Mawita'mk Society doesn't want to be pegged as the bad guy. They are good but to keep me dependent on them for the rest of my life. I know that I want to be skilled in plumbing, self-advocacy and driving. I want to have my BA degree so that way I could understand how this Band Office works. I know that there is a certain amount of funding they get. And have to use for the betterments of the people.

Here I have my enjoyments and comforts at Mawita'mk Society where I could learn much as I can, with the hours not expected and the timelessness of the great pastimes of reading. I know that I am happy here and have the ability to show my independence when I please. I know that I want to go back to school, to get my BA degree. The CBU is willing to accommodate for me. And they have a Disability Service. I know that Mawita'mk Society wants to hold me back. Feeling that they've never learned about Cape Breton University. I know that I could do the schooling.

I know that I have been living here eleven long happy years and spent my days with NSCC Strait Campus. I never went to Cape Breton University and went through their Bachelor of Arts program. I know that I could do the program in 4 years and have my BA degree in no time.

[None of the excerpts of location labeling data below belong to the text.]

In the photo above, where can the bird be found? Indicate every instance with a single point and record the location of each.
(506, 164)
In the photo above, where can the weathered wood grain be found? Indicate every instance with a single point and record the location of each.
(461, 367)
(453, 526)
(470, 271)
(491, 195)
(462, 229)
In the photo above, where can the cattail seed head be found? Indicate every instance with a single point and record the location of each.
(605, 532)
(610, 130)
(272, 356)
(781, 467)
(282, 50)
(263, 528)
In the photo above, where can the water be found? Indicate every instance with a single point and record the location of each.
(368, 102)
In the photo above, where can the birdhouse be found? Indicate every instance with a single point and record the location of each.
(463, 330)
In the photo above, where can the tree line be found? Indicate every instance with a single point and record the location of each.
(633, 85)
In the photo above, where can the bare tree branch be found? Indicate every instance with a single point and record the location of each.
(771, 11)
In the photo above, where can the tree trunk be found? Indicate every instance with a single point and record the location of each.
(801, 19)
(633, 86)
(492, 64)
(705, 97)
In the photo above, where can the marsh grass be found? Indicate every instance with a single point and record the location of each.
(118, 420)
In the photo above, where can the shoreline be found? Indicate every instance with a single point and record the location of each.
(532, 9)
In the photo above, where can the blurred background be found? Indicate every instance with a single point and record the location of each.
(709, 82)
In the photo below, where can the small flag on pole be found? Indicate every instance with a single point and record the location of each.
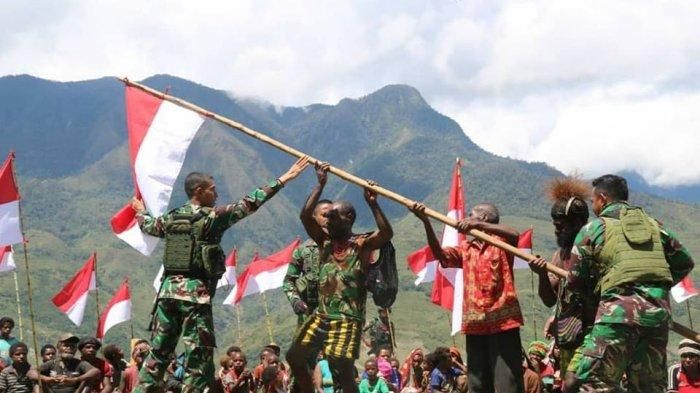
(7, 263)
(118, 310)
(524, 244)
(160, 133)
(684, 290)
(262, 274)
(71, 300)
(10, 229)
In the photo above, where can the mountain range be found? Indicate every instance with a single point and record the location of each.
(72, 162)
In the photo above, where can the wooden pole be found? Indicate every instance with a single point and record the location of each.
(29, 282)
(19, 307)
(268, 321)
(362, 183)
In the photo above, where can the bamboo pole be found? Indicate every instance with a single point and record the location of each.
(29, 283)
(19, 307)
(365, 184)
(268, 321)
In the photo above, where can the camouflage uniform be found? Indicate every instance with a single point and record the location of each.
(301, 281)
(184, 301)
(336, 326)
(631, 326)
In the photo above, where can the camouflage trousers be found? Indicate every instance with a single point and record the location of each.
(611, 350)
(195, 322)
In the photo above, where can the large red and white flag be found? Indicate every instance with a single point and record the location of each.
(262, 274)
(10, 229)
(684, 290)
(118, 310)
(160, 133)
(71, 300)
(7, 263)
(229, 277)
(448, 285)
(525, 245)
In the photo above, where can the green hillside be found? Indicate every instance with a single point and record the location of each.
(73, 170)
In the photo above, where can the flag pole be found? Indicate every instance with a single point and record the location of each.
(268, 321)
(690, 317)
(97, 297)
(19, 307)
(26, 267)
(684, 331)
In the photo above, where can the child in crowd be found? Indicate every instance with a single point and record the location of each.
(373, 384)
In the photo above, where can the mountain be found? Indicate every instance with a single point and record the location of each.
(73, 169)
(687, 194)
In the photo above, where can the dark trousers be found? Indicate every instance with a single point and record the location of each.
(495, 363)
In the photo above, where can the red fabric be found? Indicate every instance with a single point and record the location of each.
(686, 386)
(131, 378)
(8, 187)
(490, 302)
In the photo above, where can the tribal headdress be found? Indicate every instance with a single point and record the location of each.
(568, 195)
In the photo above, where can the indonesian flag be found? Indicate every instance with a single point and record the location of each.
(229, 277)
(10, 230)
(160, 133)
(262, 274)
(524, 244)
(73, 297)
(7, 263)
(118, 310)
(684, 290)
(448, 286)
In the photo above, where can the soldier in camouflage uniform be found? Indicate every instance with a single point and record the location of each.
(379, 332)
(636, 261)
(184, 299)
(574, 314)
(301, 281)
(336, 325)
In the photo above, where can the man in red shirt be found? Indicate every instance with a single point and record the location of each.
(491, 313)
(685, 376)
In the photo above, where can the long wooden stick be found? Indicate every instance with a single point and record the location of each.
(29, 283)
(19, 307)
(363, 183)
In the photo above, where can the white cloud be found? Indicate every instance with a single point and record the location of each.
(524, 78)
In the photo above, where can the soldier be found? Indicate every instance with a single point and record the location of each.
(193, 261)
(336, 325)
(380, 332)
(635, 262)
(574, 314)
(301, 281)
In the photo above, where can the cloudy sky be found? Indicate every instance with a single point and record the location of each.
(594, 86)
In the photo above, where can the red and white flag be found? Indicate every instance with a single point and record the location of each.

I know that nobody wants me to rush anything. But I feel that I have to develop my knowledge from CBU program. Get a good understanding of the systems in place of We'koqma'q community, Eskasoni Community and other First Nations Communities. I want to see the differences in the communities I've been in as a passenger. I want to be a skilled driver and have everything I need for my own health, general muscular fitness, walking endurance, degrees and professional Certificates. I want to get much as I can with my life and have my life together in that kind of goals.

I know that I deserved to live my life with CBU. I know that I don't have any NSCC sweater because I hadn't any protections for my stuff from Rosie or others. I know that their excuses are images of me cleaned. I know that Mawita'mk Society don't want me to grow too attached to my clothes.

I know with Mawita'mk Society I don't get my way because I'd would've been out of here already. Living my life in Eskasoni with my expired Beginner's license. But some of the workers don't have a courage to tell Darlene or Rosie all this. That Cape Breton University is willing to accommodate me in my dialysis. And have a good routines for CBU. But I have to say all this, I have to have the spine to tell them that CBU is willing to accommodate me in my schooling and dialysis. Mawita'mk Society held me back when I could've move out but I know that I need to renew my Beginner's license and keep practicing driving.

I just got to wear this cast long enough for my ankle to heal. This orthopedic boot is healing my ankle and 1-6 weeks I have to wear it. Of course I take it off while I'm in my bedroom. But I know that I'm healing up nicely. And in that case I want to work at learning more from my books.